I think it makes sense that the order is index, columns, value, especially if you are going to specify all of them. And that is exactly the time when you don't want to have to specify them as kwargs.

Swapping columns to be first just because it is required seems like it's missing the point of pivot. How often do people use pivot without specifying index? AFAIK, everywhere else in pandas index is specified before columns, or at least that's the most common pattern, so I don't see why their order should be swapped here (or that their order should be taken away).

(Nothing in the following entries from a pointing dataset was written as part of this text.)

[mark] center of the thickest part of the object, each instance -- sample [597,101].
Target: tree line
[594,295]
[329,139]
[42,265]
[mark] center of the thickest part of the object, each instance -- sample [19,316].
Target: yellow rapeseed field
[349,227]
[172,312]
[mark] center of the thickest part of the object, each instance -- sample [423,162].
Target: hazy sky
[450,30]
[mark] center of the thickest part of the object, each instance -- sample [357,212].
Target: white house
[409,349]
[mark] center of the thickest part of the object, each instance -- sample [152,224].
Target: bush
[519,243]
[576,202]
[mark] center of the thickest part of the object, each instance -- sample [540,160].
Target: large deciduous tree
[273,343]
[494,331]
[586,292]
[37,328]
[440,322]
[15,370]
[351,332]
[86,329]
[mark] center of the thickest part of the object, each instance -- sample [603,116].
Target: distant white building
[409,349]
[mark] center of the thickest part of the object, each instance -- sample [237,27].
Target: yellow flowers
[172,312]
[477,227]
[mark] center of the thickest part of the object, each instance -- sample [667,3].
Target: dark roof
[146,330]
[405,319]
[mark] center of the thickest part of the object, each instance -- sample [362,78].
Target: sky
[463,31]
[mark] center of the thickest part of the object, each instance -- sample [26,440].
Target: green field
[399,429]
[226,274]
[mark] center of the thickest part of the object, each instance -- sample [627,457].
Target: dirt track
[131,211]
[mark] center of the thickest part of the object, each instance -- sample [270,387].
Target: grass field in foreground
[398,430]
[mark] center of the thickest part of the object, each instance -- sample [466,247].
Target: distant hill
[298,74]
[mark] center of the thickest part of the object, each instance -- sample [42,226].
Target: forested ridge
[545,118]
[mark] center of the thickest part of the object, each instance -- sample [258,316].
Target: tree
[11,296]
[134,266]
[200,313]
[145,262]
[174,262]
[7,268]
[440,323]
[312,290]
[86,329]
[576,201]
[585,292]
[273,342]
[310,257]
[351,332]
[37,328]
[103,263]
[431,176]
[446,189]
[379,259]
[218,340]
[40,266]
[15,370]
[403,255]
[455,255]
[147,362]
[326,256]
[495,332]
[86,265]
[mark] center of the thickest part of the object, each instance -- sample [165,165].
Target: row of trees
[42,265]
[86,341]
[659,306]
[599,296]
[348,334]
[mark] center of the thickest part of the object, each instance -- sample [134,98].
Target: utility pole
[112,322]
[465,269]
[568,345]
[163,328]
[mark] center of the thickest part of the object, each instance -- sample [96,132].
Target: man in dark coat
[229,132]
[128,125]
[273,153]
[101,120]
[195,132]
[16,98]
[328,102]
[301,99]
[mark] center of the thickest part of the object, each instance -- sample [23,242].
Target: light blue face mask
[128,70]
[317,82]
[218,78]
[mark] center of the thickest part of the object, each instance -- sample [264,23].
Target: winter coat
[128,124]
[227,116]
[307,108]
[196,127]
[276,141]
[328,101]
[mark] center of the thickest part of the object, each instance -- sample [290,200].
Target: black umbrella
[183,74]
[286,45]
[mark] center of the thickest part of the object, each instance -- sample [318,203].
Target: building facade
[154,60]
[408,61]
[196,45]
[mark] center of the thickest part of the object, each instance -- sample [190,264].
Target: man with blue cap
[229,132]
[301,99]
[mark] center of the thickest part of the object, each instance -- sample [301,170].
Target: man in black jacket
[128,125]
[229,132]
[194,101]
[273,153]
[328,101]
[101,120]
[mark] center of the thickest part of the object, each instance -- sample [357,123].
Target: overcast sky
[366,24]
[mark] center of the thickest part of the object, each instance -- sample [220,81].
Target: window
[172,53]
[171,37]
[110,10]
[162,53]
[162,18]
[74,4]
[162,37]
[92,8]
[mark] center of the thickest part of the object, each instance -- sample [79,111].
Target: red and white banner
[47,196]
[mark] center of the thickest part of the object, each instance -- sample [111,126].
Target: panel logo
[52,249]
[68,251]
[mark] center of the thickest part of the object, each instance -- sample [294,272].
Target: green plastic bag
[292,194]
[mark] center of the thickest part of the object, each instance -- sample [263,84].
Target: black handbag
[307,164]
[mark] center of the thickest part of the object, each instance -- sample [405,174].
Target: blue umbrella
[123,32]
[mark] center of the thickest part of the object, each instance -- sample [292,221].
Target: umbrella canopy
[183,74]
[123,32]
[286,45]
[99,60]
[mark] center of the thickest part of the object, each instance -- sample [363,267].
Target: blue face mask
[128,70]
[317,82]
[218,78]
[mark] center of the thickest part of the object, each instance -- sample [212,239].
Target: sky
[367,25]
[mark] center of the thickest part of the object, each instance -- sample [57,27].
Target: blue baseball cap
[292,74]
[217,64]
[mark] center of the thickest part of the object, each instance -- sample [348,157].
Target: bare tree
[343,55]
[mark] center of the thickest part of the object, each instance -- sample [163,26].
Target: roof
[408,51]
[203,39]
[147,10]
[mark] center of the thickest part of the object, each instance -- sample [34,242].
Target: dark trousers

Yes, it is annoying that when you only need to specify columns that isn't the first argument, but changing to kwarg-only doesn't help here, it just gives the user an error, which is effectively the same thing that happens right now if you tried to run pivot with only one argument right now: the user gets an error.

I do see how there is value in updating the signature such that it is clear what arguments are optional and which are not, but I don't think it more valuable than having a semantically clear order.

Truth be told, I didn't even know it was possible to specify columns without an index. Whenever I've needed to use the existing index in a pivot, I've always dropped the index and then pivoted on index/columns (I'm not actually sure if I've ever needed to do that, but that's how I would have done it). Really, in terms of pivot logic, using the existing index is just a convenience. You always need to specify what the new index/columns will be --- it just happens there is a natural default for index whereas there isn't for columns.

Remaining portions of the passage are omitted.